Get to know Nokomis in 5 minutes or less

Nokomis team sitting around a conference table

Welcome to Nokomis! We’re a close-knit community of individuals who radically believe that health plans should only pay for services that actually occurred. We actually believe in our mission so much, that we analyze health plan claims at no charge, and Nokomis is only paid when the plan saves money, at a percentage of those savings. While we’d enjoy the time to give you all the ins and outs of our work and what makes us a trusted claims review service, we know you’re busy so we’ll start with our “elevator pitch” below. If you’re interested in getting to know us better, you can always email us at

Who we are

Nokomis was founded in 2013 on the principle that there’s a smarter and more accurate way to identify billing errors in the healthcare system.

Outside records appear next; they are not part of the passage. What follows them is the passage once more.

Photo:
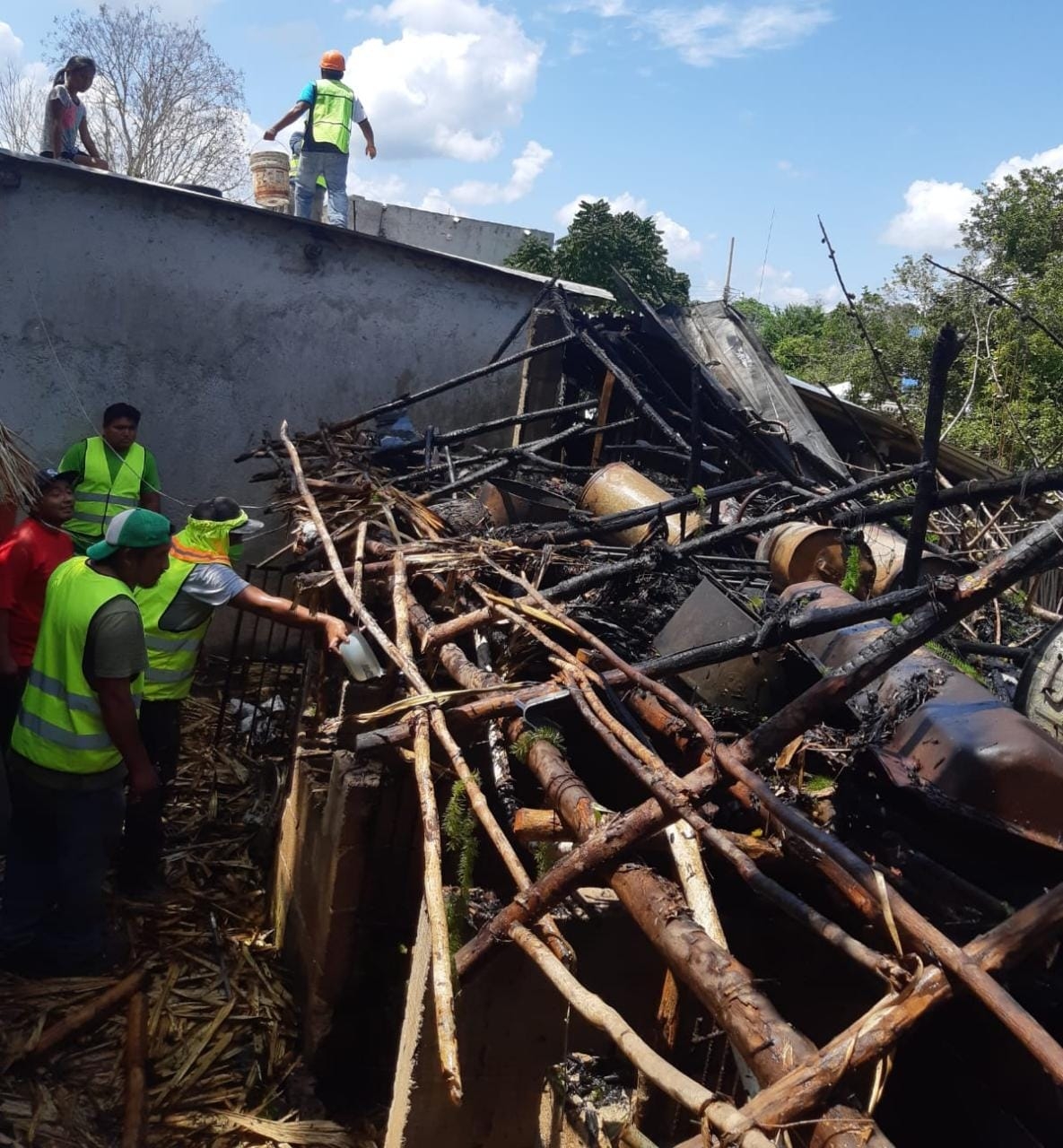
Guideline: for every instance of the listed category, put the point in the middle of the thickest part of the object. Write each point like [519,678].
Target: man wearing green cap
[74,743]
[177,613]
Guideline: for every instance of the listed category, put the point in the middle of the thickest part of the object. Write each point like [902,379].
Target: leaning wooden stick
[850,873]
[82,1019]
[693,1097]
[477,803]
[135,1122]
[873,1034]
[442,987]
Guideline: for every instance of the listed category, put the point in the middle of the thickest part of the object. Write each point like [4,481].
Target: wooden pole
[873,1034]
[850,874]
[604,401]
[442,988]
[693,1097]
[945,352]
[436,718]
[135,1118]
[83,1017]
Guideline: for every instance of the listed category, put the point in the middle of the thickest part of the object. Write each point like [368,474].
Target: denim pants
[333,167]
[142,848]
[62,843]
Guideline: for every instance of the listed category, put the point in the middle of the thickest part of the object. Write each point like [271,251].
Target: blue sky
[881,116]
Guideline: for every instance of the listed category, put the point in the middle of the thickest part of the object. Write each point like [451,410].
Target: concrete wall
[473,239]
[220,320]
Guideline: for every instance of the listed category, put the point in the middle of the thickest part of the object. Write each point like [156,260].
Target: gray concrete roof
[11,162]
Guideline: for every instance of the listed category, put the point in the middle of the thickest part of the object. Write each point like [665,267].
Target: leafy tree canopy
[599,240]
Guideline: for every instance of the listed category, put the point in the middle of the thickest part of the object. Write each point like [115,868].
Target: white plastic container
[270,168]
[360,659]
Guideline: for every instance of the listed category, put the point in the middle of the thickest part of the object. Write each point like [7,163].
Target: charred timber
[759,1033]
[945,351]
[850,873]
[444,438]
[963,494]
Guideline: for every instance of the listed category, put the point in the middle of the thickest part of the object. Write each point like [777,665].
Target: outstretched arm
[288,117]
[287,613]
[370,143]
[90,144]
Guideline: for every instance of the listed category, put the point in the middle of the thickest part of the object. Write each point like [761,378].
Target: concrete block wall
[220,320]
[472,239]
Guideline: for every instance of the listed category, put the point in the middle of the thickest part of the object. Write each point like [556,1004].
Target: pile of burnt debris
[787,696]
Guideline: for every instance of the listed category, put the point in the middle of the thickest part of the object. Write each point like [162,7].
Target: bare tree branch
[164,106]
[22,108]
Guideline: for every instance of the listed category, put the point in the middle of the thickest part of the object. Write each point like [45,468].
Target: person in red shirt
[28,557]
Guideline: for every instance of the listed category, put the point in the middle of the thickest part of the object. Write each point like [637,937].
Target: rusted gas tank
[805,552]
[619,487]
[963,747]
[887,552]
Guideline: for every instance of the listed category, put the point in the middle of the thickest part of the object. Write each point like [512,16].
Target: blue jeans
[333,167]
[61,845]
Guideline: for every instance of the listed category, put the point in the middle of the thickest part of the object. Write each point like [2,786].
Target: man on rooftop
[332,108]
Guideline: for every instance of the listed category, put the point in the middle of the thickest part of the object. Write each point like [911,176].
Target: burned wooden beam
[873,1034]
[446,438]
[976,491]
[945,352]
[853,876]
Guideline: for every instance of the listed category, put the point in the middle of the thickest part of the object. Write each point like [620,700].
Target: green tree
[598,240]
[1017,224]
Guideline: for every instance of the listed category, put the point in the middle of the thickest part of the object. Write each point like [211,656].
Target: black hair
[74,64]
[121,411]
[216,509]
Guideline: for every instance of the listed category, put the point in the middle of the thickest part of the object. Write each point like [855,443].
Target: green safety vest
[60,725]
[171,653]
[97,499]
[331,115]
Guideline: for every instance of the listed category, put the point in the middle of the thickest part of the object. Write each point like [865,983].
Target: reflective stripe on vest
[97,497]
[171,653]
[331,115]
[60,725]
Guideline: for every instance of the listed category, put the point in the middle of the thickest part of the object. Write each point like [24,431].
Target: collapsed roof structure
[715,655]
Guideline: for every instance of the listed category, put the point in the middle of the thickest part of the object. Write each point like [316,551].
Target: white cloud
[527,168]
[457,76]
[780,291]
[11,46]
[682,246]
[1050,159]
[606,9]
[434,200]
[578,44]
[684,249]
[725,31]
[386,189]
[934,212]
[935,209]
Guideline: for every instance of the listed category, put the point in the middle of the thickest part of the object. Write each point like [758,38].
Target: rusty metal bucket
[619,487]
[805,552]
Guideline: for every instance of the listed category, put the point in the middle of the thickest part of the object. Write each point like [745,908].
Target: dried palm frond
[16,471]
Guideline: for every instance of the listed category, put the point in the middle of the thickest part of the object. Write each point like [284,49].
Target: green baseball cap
[140,529]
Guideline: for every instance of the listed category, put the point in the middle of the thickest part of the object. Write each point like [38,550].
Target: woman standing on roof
[65,116]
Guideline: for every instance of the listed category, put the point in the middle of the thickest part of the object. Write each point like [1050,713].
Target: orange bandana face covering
[206,541]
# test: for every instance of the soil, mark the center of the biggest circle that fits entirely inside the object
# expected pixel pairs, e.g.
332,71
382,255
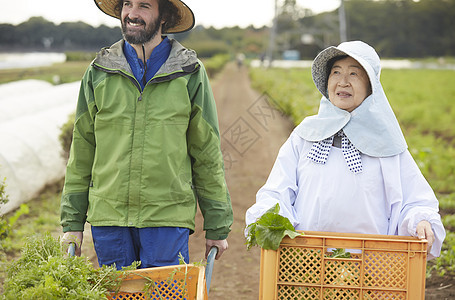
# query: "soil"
252,133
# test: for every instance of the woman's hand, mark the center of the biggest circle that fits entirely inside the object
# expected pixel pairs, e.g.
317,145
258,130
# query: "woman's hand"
424,231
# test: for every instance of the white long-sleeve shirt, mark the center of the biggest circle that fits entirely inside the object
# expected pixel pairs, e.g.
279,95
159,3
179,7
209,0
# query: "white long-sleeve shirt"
390,196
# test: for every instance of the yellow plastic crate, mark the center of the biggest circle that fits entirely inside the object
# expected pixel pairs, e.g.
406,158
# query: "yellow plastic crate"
380,267
171,282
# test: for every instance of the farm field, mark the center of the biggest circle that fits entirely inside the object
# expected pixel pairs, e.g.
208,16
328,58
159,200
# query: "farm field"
248,161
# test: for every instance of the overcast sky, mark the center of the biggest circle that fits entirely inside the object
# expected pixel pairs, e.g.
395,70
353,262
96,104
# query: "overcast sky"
215,13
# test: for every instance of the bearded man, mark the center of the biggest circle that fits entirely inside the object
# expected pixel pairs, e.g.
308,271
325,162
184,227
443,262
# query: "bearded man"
146,144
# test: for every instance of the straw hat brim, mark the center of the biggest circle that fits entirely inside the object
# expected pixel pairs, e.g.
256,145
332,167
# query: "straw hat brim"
186,22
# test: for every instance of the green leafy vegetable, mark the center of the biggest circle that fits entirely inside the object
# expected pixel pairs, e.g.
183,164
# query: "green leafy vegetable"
268,231
340,253
44,271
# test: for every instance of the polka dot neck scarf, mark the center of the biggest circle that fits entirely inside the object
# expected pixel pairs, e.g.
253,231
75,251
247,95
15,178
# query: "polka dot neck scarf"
320,150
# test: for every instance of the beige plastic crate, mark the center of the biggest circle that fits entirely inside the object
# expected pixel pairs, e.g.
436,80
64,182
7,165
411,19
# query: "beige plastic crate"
172,282
380,267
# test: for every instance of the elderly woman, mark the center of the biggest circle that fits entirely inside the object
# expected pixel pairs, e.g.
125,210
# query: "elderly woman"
348,169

Our founder, Rich Henriksen, started Nokomis after spending his entire career learning from and making contributions in both the provider side and the health plan side of the business. In that vein, Nokomis was founded with a deep understanding of the challenges facing all healthcare stakeholders when it comes to claims processing, including providers, plans, and members.

We say we’re a close-knit team, because we truly are. The Nokomis team is composed of highly skilled individuals with years of industry experience. We candidly like to think of ourselves as a claims review “Navy SEALs” team–agile, experienced, and highly-specialized. We value integrity, positivity, and impact for our clients, and work hard to set a new standard in payment honesty.

Our services

We offer a comprehensive suite of payment integrity products including claim review, fraud monitoring and detection, repricing, consulting, audit, and reinsurance claim adjudication and management. Together with the power of our proprietary ClaimWise™ system, we provide services that improve payment accuracy, increase compliance, and generate long-term savings.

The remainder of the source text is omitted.